1. Resistance against fusarium head blight in wheat. Wheat production has been continuously threatened by various biotic and abiotic stresses, such as disease pathogens, pests, and climate change. The genetic potential of wheat needs to be constantly improved by incorporating disease resistance genes for sustained wheat production under emerging disease threats. Fusarium head blight (FHB), also called scab, is a devastating fungal disease of wheat and barley in the U.S. and worldwide. Researchers in Lincoln, Nebraska, in collaboration with North Dakota State University scientists, incorporated a wild grass-derived FHB resistance gene Fhb7 into wheat by chromosome engineering (non-GMO). The Fhb7-containing wheat germplasm will be released and made available to the wheat breeding community for variety development.

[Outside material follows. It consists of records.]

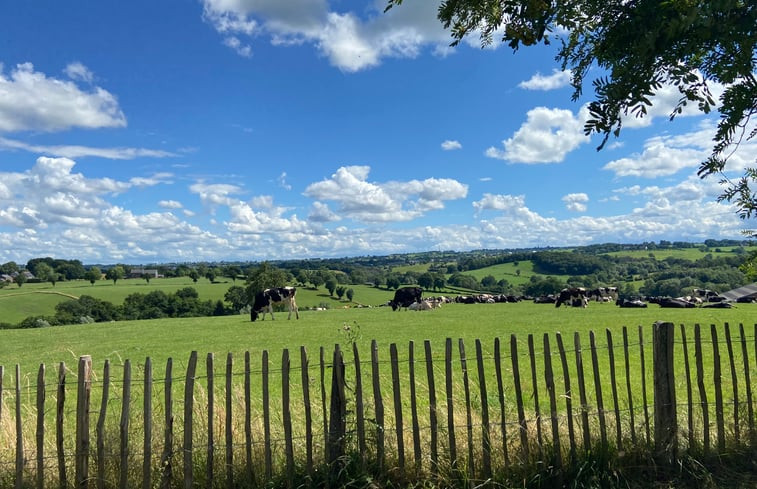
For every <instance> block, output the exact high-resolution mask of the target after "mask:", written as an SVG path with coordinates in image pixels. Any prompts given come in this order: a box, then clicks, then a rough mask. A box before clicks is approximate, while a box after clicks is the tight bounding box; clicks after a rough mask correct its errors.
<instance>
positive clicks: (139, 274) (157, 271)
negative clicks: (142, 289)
mask: <svg viewBox="0 0 757 489" xmlns="http://www.w3.org/2000/svg"><path fill="white" fill-rule="evenodd" d="M145 276H148V277H150V278H159V277H160V275H158V270H157V269H155V268H132V269H131V271H130V272H129V278H144V277H145Z"/></svg>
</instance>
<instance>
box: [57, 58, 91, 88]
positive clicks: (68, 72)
mask: <svg viewBox="0 0 757 489" xmlns="http://www.w3.org/2000/svg"><path fill="white" fill-rule="evenodd" d="M64 72H65V73H66V75H68V77H69V78H71V79H72V80H77V81H83V82H86V83H92V82H93V81H94V79H95V75H94V74H93V73H92V72H91V71H89V68H87V67H86V66H84V65H83V64H82V63H80V62H79V61H76V62H73V63H70V64H69V65H68V66H66V69H65V70H64Z"/></svg>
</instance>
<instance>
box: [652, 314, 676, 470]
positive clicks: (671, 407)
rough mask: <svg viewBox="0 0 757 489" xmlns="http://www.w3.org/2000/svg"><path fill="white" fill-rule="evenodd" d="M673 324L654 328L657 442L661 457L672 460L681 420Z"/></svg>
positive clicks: (654, 350)
mask: <svg viewBox="0 0 757 489" xmlns="http://www.w3.org/2000/svg"><path fill="white" fill-rule="evenodd" d="M673 333H674V325H673V323H669V322H662V321H657V322H656V323H654V326H653V329H652V335H653V350H652V352H653V363H654V441H655V451H656V453H657V455H658V456H663V455H665V456H668V458H669V459H673V458H674V457H675V455H676V450H677V434H678V421H677V418H676V388H675V374H674V372H673Z"/></svg>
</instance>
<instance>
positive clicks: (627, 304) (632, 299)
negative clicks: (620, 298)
mask: <svg viewBox="0 0 757 489" xmlns="http://www.w3.org/2000/svg"><path fill="white" fill-rule="evenodd" d="M615 305H616V306H618V307H647V303H646V302H644V301H641V300H639V299H635V300H633V299H618V300H617V301H615Z"/></svg>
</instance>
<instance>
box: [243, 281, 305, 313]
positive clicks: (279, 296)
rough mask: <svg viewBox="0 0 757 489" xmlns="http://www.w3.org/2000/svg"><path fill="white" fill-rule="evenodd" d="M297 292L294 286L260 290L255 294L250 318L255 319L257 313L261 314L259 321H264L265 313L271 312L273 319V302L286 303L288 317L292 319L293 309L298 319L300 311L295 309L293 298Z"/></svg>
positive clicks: (295, 308)
mask: <svg viewBox="0 0 757 489" xmlns="http://www.w3.org/2000/svg"><path fill="white" fill-rule="evenodd" d="M296 293H297V289H295V288H294V287H275V288H272V289H265V290H264V291H262V292H258V293H257V294H255V301H254V302H253V305H252V310H251V311H250V320H252V321H255V320H256V319H257V318H258V315H259V314H261V313H262V314H263V317H262V319H261V321H265V313H266V312H269V313H271V321H273V306H274V305H275V304H286V305H287V307H288V309H289V317H288V318H287V319H292V311H294V314H295V316H296V317H297V319H300V312H299V310H298V309H297V302H295V300H294V296H295V294H296Z"/></svg>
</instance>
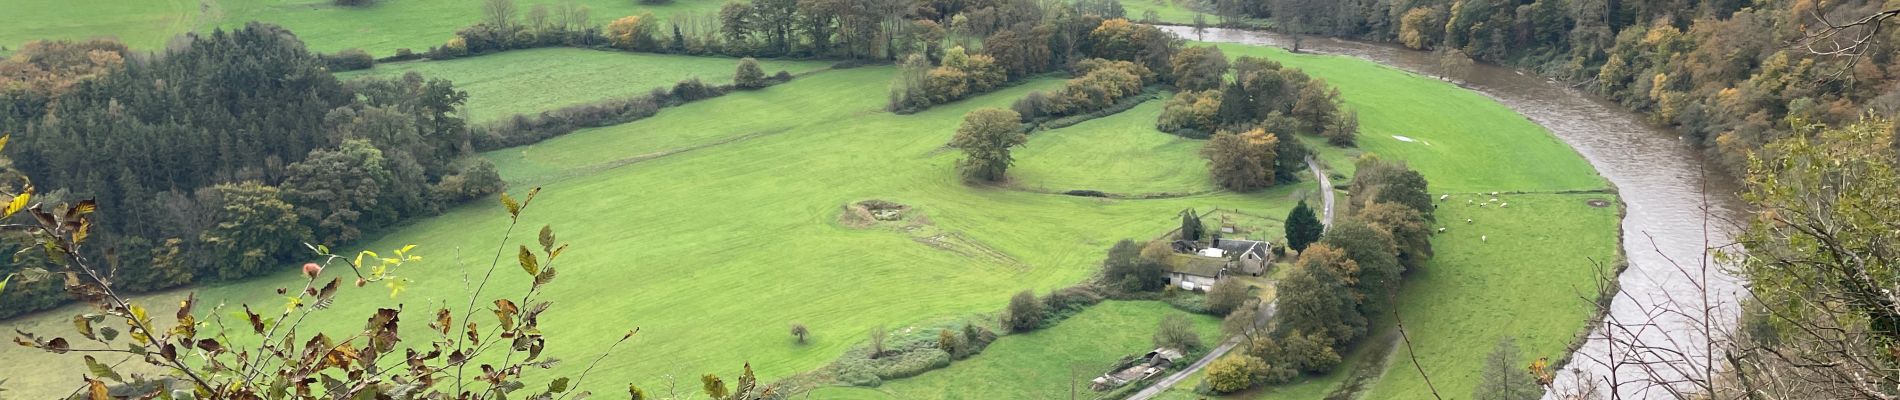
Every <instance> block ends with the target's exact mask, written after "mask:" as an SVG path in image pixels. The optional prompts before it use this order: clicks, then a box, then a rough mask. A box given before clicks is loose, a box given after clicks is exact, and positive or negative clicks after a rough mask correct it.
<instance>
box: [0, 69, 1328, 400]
mask: <svg viewBox="0 0 1900 400" xmlns="http://www.w3.org/2000/svg"><path fill="white" fill-rule="evenodd" d="M893 72H895V70H893V68H889V66H880V68H851V70H830V72H821V74H813V76H807V78H800V80H794V82H790V83H785V85H777V87H769V89H764V91H749V93H733V95H728V97H720V99H714V100H703V102H692V104H686V106H680V108H669V110H665V112H661V114H659V116H656V118H648V119H640V121H635V123H625V125H616V127H602V129H587V131H578V133H572V135H566V136H559V138H553V140H547V142H542V144H534V146H523V148H511V150H498V152H492V154H488V157H492V159H496V161H498V165H500V169H502V173H504V176H505V178H509V180H511V182H513V186H511V191H517V193H521V191H524V190H526V188H528V186H545V188H543V191H542V197H540V199H538V201H536V203H534V205H532V207H530V210H528V212H524V222H526V224H530V226H528V227H526V231H532V229H534V227H538V226H540V224H551V226H553V227H555V231H557V233H559V237H561V241H564V243H572V245H574V246H572V248H570V250H568V252H566V256H562V260H561V264H562V265H561V279H559V281H555V282H553V286H551V288H553V290H551V292H547V296H545V300H549V301H553V303H555V305H557V307H555V309H553V311H549V313H547V317H543V330H547V332H555V336H553V337H557V339H555V341H553V343H551V347H549V353H551V355H555V356H562V358H570V360H580V358H583V356H587V355H593V353H595V351H599V349H604V347H606V343H610V341H612V339H618V337H619V334H623V332H625V330H627V328H635V326H638V328H640V334H638V336H637V337H635V339H633V341H629V343H627V345H625V347H621V349H623V351H621V353H619V355H616V356H612V358H608V360H606V362H604V364H602V366H600V370H597V372H595V375H593V377H589V383H587V385H589V387H593V385H600V387H595V389H597V391H614V387H619V385H623V383H638V385H642V387H652V385H657V383H659V379H661V377H663V375H676V377H693V375H697V373H709V372H712V373H728V375H730V373H735V372H737V368H739V366H741V364H743V362H754V368H756V370H758V373H760V375H762V377H766V379H771V377H783V375H790V373H796V372H804V370H811V368H817V366H821V364H826V362H830V360H832V358H836V356H838V355H842V353H844V351H845V349H847V347H851V345H857V343H861V341H863V332H866V330H868V328H872V326H904V324H912V322H920V320H925V318H931V317H942V315H967V313H986V311H996V309H999V307H1003V303H1005V301H1007V298H1009V294H1013V292H1018V290H1024V288H1034V290H1051V288H1058V286H1068V284H1073V282H1077V281H1083V279H1085V277H1089V275H1091V273H1094V269H1096V267H1094V265H1096V262H1100V258H1102V252H1104V250H1106V248H1108V246H1110V245H1113V241H1119V239H1125V237H1153V235H1157V233H1159V231H1167V229H1170V227H1172V226H1174V224H1176V218H1174V212H1178V210H1180V209H1189V207H1227V209H1256V210H1262V212H1269V214H1284V210H1286V209H1290V207H1292V197H1294V195H1296V193H1302V186H1288V188H1277V190H1269V191H1260V193H1210V195H1191V197H1178V199H1146V201H1115V199H1093V197H1070V195H1047V193H1030V191H1016V190H1005V188H971V186H965V184H961V182H958V178H956V173H954V171H952V163H954V161H956V157H958V155H956V154H950V152H940V146H942V144H944V142H946V140H948V138H950V135H952V133H954V129H956V125H958V121H959V119H961V116H963V114H965V112H969V110H971V108H977V106H1007V104H1009V102H1011V100H1015V99H1016V97H1022V95H1024V93H1028V91H1032V89H1047V87H1053V85H1056V83H1060V82H1056V80H1043V82H1030V83H1026V85H1018V87H1011V89H1003V91H997V93H992V95H984V97H977V99H969V100H963V102H954V104H944V106H939V108H933V110H929V112H921V114H914V116H895V114H889V112H882V106H883V91H885V83H887V80H889V78H891V74H893ZM1184 161H1195V159H1184ZM1195 163H1197V161H1195ZM1305 186H1311V184H1305ZM863 199H887V201H897V203H904V205H912V207H914V212H921V214H923V216H927V220H929V222H931V231H937V235H931V237H916V235H912V233H910V231H902V229H885V227H870V229H857V227H849V226H844V224H840V220H838V218H840V210H842V207H844V205H847V203H853V201H863ZM504 227H505V216H504V212H502V210H500V207H496V205H494V203H479V205H469V207H460V209H454V210H450V212H447V214H445V216H439V218H426V220H418V222H414V224H410V226H405V227H399V229H393V231H388V233H386V235H382V237H380V239H372V241H369V243H365V246H367V248H380V250H388V248H397V246H403V245H418V246H416V252H418V254H422V256H426V264H420V265H412V267H410V269H409V271H407V273H409V277H412V279H414V282H410V286H409V292H403V294H401V296H395V300H390V296H388V292H384V290H380V288H355V290H346V292H344V296H340V300H338V301H336V307H333V309H331V311H325V313H319V315H315V317H312V318H310V322H308V324H310V326H317V328H321V326H353V324H361V317H363V315H365V313H369V311H372V309H374V307H376V305H388V303H390V301H399V303H403V305H405V307H410V309H429V307H437V305H443V303H460V301H466V300H464V279H466V277H467V275H481V271H485V269H486V262H488V260H490V256H492V250H494V245H496V239H498V237H502V229H504ZM532 241H534V239H532V237H526V235H517V239H513V243H532ZM500 277H504V279H515V281H513V282H521V279H523V277H515V275H513V267H511V265H504V267H502V273H500ZM296 281H300V279H298V275H296V273H295V271H291V267H285V271H283V273H279V275H270V277H262V279H253V281H245V282H234V284H218V286H205V288H201V290H199V296H201V298H203V300H207V303H258V305H264V307H272V305H276V303H277V301H279V300H277V298H276V296H274V294H272V288H276V286H287V284H293V282H296ZM490 286H494V284H490ZM504 288H509V286H507V284H504ZM504 294H507V292H504ZM154 301H158V303H163V301H165V300H154ZM72 311H76V309H59V311H53V313H44V315H36V317H30V318H21V320H11V322H10V324H13V326H25V328H46V330H57V328H55V326H59V324H61V320H68V317H70V313H72ZM790 322H804V324H807V326H809V328H811V332H813V341H811V343H807V345H796V343H794V341H792V337H790V336H788V334H785V326H787V324H790ZM412 328H416V332H414V336H416V337H422V334H424V328H422V324H414V326H412ZM38 356H44V355H30V353H25V349H23V347H8V349H0V358H15V360H17V358H38ZM583 366H585V364H581V362H564V364H562V366H559V368H557V370H555V373H566V375H574V373H578V372H580V370H581V368H583ZM70 368H74V370H49V368H46V366H36V364H25V362H8V364H0V375H8V377H13V379H11V381H10V385H13V387H19V389H17V391H21V392H19V394H23V396H34V394H38V392H28V391H32V389H42V387H44V389H47V391H61V389H63V387H65V385H55V383H65V381H66V379H68V377H72V375H74V373H80V370H78V368H80V366H70Z"/></svg>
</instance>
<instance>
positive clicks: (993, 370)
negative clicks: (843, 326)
mask: <svg viewBox="0 0 1900 400" xmlns="http://www.w3.org/2000/svg"><path fill="white" fill-rule="evenodd" d="M1167 315H1186V317H1188V318H1189V320H1193V326H1195V330H1197V332H1201V341H1203V343H1207V345H1214V343H1220V318H1214V317H1207V315H1189V313H1184V311H1178V309H1174V307H1170V305H1167V303H1161V301H1104V303H1100V305H1094V307H1089V309H1087V311H1083V313H1079V315H1075V317H1072V318H1068V320H1062V324H1056V326H1053V328H1045V330H1035V332H1028V334H1013V336H1003V337H1001V339H997V341H996V343H994V345H990V349H986V351H984V353H982V355H977V356H971V358H967V360H959V362H956V364H950V368H944V370H937V372H925V373H923V375H916V377H908V379H895V381H887V383H883V385H882V387H876V389H855V387H851V389H845V387H838V389H823V391H815V392H811V398H864V400H870V398H891V400H895V398H946V400H975V398H1068V394H1070V385H1072V383H1075V385H1079V391H1081V392H1085V394H1087V392H1091V391H1089V379H1094V377H1096V375H1100V373H1102V372H1108V368H1110V366H1112V364H1115V360H1117V358H1121V356H1127V355H1140V353H1148V351H1151V349H1153V347H1155V345H1153V334H1155V324H1157V322H1159V320H1161V318H1163V317H1167ZM1072 379H1073V381H1072Z"/></svg>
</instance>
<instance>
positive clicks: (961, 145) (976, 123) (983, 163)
mask: <svg viewBox="0 0 1900 400" xmlns="http://www.w3.org/2000/svg"><path fill="white" fill-rule="evenodd" d="M1024 142H1028V136H1026V135H1022V116H1020V114H1016V112H1011V110H1003V108H977V110H975V112H969V114H967V116H963V125H961V127H958V129H956V136H954V138H950V146H952V148H958V150H963V159H961V161H958V171H961V173H963V178H967V180H978V182H999V180H1003V171H1007V169H1009V165H1013V163H1015V159H1013V157H1011V155H1009V148H1015V146H1022V144H1024Z"/></svg>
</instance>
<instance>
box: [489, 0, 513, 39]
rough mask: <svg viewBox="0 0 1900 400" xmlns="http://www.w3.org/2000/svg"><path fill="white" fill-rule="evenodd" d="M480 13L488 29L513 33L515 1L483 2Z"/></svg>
mask: <svg viewBox="0 0 1900 400" xmlns="http://www.w3.org/2000/svg"><path fill="white" fill-rule="evenodd" d="M481 13H483V23H486V25H488V27H494V28H500V30H502V32H515V0H483V4H481Z"/></svg>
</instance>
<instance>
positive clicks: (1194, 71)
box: [1170, 45, 1227, 91]
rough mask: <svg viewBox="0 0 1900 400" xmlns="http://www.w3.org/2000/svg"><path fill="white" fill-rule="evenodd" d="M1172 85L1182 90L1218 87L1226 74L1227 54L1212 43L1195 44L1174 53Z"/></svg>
mask: <svg viewBox="0 0 1900 400" xmlns="http://www.w3.org/2000/svg"><path fill="white" fill-rule="evenodd" d="M1170 64H1172V66H1174V87H1180V89H1182V91H1210V89H1220V83H1222V82H1224V80H1226V74H1227V55H1222V53H1220V47H1214V45H1195V47H1186V49H1182V51H1180V53H1174V59H1172V61H1170Z"/></svg>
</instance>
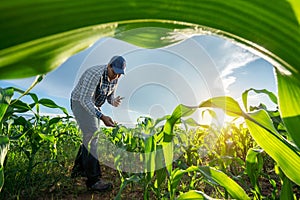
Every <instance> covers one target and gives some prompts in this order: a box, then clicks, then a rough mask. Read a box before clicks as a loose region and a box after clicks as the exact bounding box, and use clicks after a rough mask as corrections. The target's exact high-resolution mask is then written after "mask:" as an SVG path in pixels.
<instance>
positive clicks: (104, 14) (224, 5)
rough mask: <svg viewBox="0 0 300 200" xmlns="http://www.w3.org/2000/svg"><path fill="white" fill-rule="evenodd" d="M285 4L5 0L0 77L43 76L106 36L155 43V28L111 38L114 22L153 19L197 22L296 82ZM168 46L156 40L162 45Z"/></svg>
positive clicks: (147, 20)
mask: <svg viewBox="0 0 300 200" xmlns="http://www.w3.org/2000/svg"><path fill="white" fill-rule="evenodd" d="M292 2H293V1H292ZM292 5H293V8H292V7H291V4H290V3H289V2H288V1H286V0H273V1H268V0H251V1H249V0H239V1H236V0H227V1H224V0H198V1H193V0H172V1H170V0H155V1H146V0H131V1H108V0H89V1H52V0H43V1H33V0H26V1H25V0H14V1H8V0H5V1H2V2H1V4H0V16H1V18H0V27H1V34H0V41H1V42H0V79H5V78H20V77H24V76H33V75H36V74H41V73H46V72H48V71H50V70H53V69H54V68H55V67H57V66H59V65H60V64H61V63H62V62H64V61H65V60H66V59H67V58H68V57H70V56H71V55H72V54H75V53H76V52H78V51H80V50H82V49H84V48H86V47H88V46H89V45H90V44H92V43H93V42H95V41H96V40H97V39H99V38H100V37H103V36H107V35H109V36H116V37H117V38H120V39H124V40H126V41H129V42H131V43H133V42H134V41H135V43H136V44H142V46H144V47H151V48H152V47H157V46H159V45H155V46H151V45H150V44H151V42H149V40H150V41H151V40H152V41H156V42H157V38H158V37H155V36H156V34H157V32H156V31H153V32H149V33H147V34H148V35H147V40H148V42H143V41H139V40H140V38H141V37H140V34H137V35H136V37H135V36H134V35H133V36H132V37H133V38H132V37H131V38H130V37H128V35H127V36H126V37H122V36H120V35H119V36H118V34H119V33H120V30H122V26H120V22H122V23H121V24H122V25H123V28H124V27H125V30H129V29H134V28H136V27H135V26H130V24H132V23H135V24H137V22H136V21H131V20H141V19H142V21H138V23H141V24H140V26H143V24H144V23H145V24H146V23H148V22H149V21H151V19H152V20H154V21H156V22H161V23H156V24H155V26H158V27H165V26H166V24H167V23H169V25H168V28H173V29H174V28H178V24H180V23H181V22H182V24H183V22H184V23H186V24H185V25H191V28H193V30H194V31H195V32H197V25H200V27H202V28H203V27H207V28H211V29H210V30H213V32H215V33H218V34H221V35H224V36H226V37H229V38H233V39H235V40H236V41H238V42H240V43H243V44H246V45H247V46H249V47H251V49H254V50H257V51H258V52H260V53H262V54H261V55H262V56H265V58H267V59H268V60H270V61H274V62H273V64H274V65H275V66H277V67H278V68H280V67H281V66H282V67H283V68H285V69H286V70H287V71H288V72H289V73H290V74H292V77H293V78H296V79H297V80H298V81H300V77H299V71H300V65H299V60H298V58H299V55H300V48H299V46H300V29H299V23H298V21H297V17H296V15H295V12H296V13H297V11H298V10H299V8H298V4H296V3H294V4H292ZM294 11H295V12H294ZM143 19H145V20H147V21H143ZM128 20H129V21H128ZM160 20H161V21H160ZM166 20H168V21H166ZM166 22H167V23H166ZM179 22H180V23H179ZM101 24H102V26H99V25H101ZM105 24H107V25H108V26H109V27H110V28H111V29H110V30H108V29H107V28H108V27H107V26H106V25H105ZM125 25H129V26H125ZM146 26H148V25H146ZM95 27H98V29H95ZM183 27H186V26H183ZM116 28H117V29H116ZM181 28H182V27H181ZM69 31H71V32H69ZM159 34H162V33H159ZM57 38H58V39H57ZM142 40H145V38H142ZM81 41H82V43H81ZM48 44H49V45H48ZM168 44H170V42H163V41H161V46H164V45H168ZM148 45H150V46H148ZM28 48H30V50H29V49H28ZM25 68H26V70H25ZM23 71H25V72H26V73H24V72H23Z"/></svg>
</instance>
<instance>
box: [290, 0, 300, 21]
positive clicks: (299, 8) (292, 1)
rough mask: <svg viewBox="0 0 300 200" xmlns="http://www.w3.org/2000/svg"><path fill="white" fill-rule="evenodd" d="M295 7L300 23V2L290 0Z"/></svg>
mask: <svg viewBox="0 0 300 200" xmlns="http://www.w3.org/2000/svg"><path fill="white" fill-rule="evenodd" d="M288 1H289V2H290V4H291V6H292V8H293V9H294V12H295V14H296V16H297V19H298V22H299V24H300V2H299V1H298V0H288Z"/></svg>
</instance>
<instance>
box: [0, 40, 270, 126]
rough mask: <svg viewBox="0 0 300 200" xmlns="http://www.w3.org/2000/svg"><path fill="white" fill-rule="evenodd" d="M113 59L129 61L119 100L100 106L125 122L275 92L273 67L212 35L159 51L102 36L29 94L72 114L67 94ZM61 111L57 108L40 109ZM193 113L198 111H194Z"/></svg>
mask: <svg viewBox="0 0 300 200" xmlns="http://www.w3.org/2000/svg"><path fill="white" fill-rule="evenodd" d="M114 55H122V56H123V57H124V58H125V59H126V62H127V65H126V66H127V67H126V74H125V75H124V76H122V77H121V78H120V80H119V84H118V88H117V90H116V92H115V96H118V95H120V96H123V97H125V99H124V100H123V102H122V104H121V106H119V107H118V108H113V107H112V106H110V105H109V104H108V103H106V104H105V105H103V107H102V111H103V113H104V114H107V115H110V116H111V117H112V118H113V119H114V120H116V121H118V122H120V123H124V124H132V123H135V122H136V120H137V118H138V117H139V116H151V117H153V118H158V117H162V116H164V115H166V114H171V113H172V111H173V110H174V108H175V107H176V106H177V105H178V104H180V103H182V104H185V105H191V106H195V105H198V104H199V103H201V102H202V101H204V100H207V99H208V98H211V97H214V96H224V95H229V96H232V97H233V98H234V99H236V100H237V101H238V102H239V103H240V105H242V104H241V95H242V92H243V91H245V90H246V89H249V88H255V89H267V90H269V91H272V92H274V93H276V84H275V80H274V75H273V67H272V66H271V64H269V63H268V62H267V61H265V60H263V59H262V58H260V57H258V56H256V55H254V54H252V53H251V52H249V51H247V50H245V49H243V48H242V47H239V46H237V45H236V44H234V43H232V42H231V41H230V40H226V39H224V38H220V37H217V36H212V35H201V36H193V37H191V38H188V39H186V40H183V41H181V42H179V43H176V44H173V45H170V46H167V47H164V48H158V49H144V48H140V47H137V46H134V45H132V44H129V43H126V42H124V41H121V40H117V39H114V38H102V39H100V40H99V41H97V42H96V43H95V44H94V45H93V46H92V47H90V48H89V49H87V50H84V51H82V52H80V53H78V54H76V55H74V56H72V57H71V58H69V59H68V60H67V61H66V62H65V63H63V64H62V65H61V66H60V67H58V68H57V69H55V70H54V71H52V72H49V73H48V74H47V75H46V76H45V78H44V80H43V81H42V82H41V83H39V84H38V85H36V86H35V87H34V88H33V90H32V92H34V93H36V94H37V95H38V97H39V98H50V99H52V100H54V101H55V102H56V103H57V104H58V105H61V106H63V107H65V108H67V109H68V111H69V112H70V113H72V112H71V109H70V105H69V101H70V100H69V99H70V93H71V91H72V89H73V87H74V86H75V84H76V83H77V81H78V79H79V77H80V75H81V74H82V73H83V71H84V70H86V69H87V68H88V67H91V66H94V65H99V64H107V63H108V61H109V60H110V58H111V57H112V56H114ZM34 79H35V78H34V77H32V78H26V79H17V80H1V81H0V87H7V86H15V87H18V88H21V89H24V90H26V89H27V88H28V87H29V86H30V85H31V83H32V82H33V80H34ZM249 95H250V97H249V102H250V105H258V104H259V102H263V103H265V104H266V105H268V106H269V107H270V108H271V109H272V108H275V105H273V104H272V103H271V102H270V101H269V100H268V98H267V97H266V96H265V95H263V94H259V95H258V94H254V93H250V94H249ZM42 112H45V113H61V111H60V110H58V109H46V108H44V109H42ZM196 115H197V113H196Z"/></svg>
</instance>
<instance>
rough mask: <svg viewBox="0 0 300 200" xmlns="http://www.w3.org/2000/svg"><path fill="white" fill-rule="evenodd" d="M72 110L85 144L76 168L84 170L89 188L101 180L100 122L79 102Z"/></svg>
mask: <svg viewBox="0 0 300 200" xmlns="http://www.w3.org/2000/svg"><path fill="white" fill-rule="evenodd" d="M71 108H72V111H73V114H74V116H75V119H76V121H77V123H78V125H79V128H80V129H81V131H82V136H83V142H82V145H81V146H80V148H79V150H78V153H77V156H76V159H75V163H74V168H77V169H79V170H82V172H84V173H85V174H86V176H87V182H86V185H87V186H88V187H89V186H91V185H93V184H95V183H96V182H97V181H98V180H100V177H101V169H100V164H99V161H98V153H97V145H98V135H97V131H98V128H99V124H100V121H99V119H98V118H96V117H94V116H92V115H91V114H90V113H89V112H88V111H87V110H86V109H85V108H84V107H83V106H82V105H81V104H80V102H79V101H72V102H71ZM74 168H73V169H74Z"/></svg>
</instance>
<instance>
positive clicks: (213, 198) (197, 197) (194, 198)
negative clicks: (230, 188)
mask: <svg viewBox="0 0 300 200" xmlns="http://www.w3.org/2000/svg"><path fill="white" fill-rule="evenodd" d="M202 199H203V200H214V198H212V197H210V196H208V195H206V194H204V193H203V192H201V191H197V190H190V191H188V192H185V193H182V194H180V195H179V196H178V197H177V200H202Z"/></svg>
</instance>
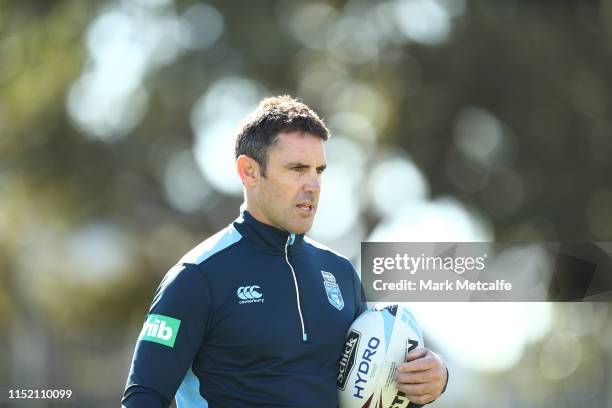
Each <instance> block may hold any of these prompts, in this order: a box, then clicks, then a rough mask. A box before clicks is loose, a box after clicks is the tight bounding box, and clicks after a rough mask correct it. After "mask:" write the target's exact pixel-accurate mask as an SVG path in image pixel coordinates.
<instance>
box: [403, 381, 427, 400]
mask: <svg viewBox="0 0 612 408" xmlns="http://www.w3.org/2000/svg"><path fill="white" fill-rule="evenodd" d="M434 388H435V386H434V384H432V383H425V384H397V389H398V390H400V391H402V392H404V393H405V394H406V395H407V396H409V397H411V396H421V395H433V394H434Z"/></svg>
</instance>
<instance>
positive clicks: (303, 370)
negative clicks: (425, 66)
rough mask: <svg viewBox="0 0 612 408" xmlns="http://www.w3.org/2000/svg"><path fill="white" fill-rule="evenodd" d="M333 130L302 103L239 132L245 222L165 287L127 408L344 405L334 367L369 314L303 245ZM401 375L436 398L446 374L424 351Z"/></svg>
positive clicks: (135, 358)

2. Antimicrobial peptide resistance against the wheat bacterial leaf streak disease. Bacterial leaf streak (BLS) disease is an emerging threat to wheat in the U.S. BLS disease can cause up to 40% yield loss, and there is no effective chemical control to manage this disease. Researchers in Lincoln, Nebraska, found sequences encoding several plant-based antimicrobial peptides (AMP) provided resistance against the BLS disease. Wheat plants expressing AMPs through wheat streak mosaic virus (WSMV) as an expression vector were examined for antimicrobial activity against the bacterium causing the BLS. Ace AMP1 found in onion, and Defensin TK AMP D1, -D3, and Ta PDF 13 showed a statistically significant reduction in lesion size compared to WSMV-infected and mock-inoculated wheat. This study revealed that WSMV could be used as an efficient and high-throughput transient expression vector to screen a large number of AMPs for their activity in wheat.
3. Wheat germplasm with broad and specific disease resistance traits. Wheat germplasm with broad and specific disease resistance traits. Wheat production needs to be improved by identifying disease resistance traits from wild grasses and perennial wheat, followed by incorporating these genes into commercial wheat cultivars. Researchers in Lincoln, Nebraska, screened twelve perennial wheat genotypes for resistance against wheat streak mosaic virus and Triticum mosaic virus. Of these genotypes, PI 611891 and PI 611899 were rated as resistant to both viruses. Characterization of resistant genes found in these perennial wheat lines and their relationship to Wsm1 and Wsm2 genes will facilitate the development of germplasm for the nation’s wheat breeding programs by using traditional breeding approaches.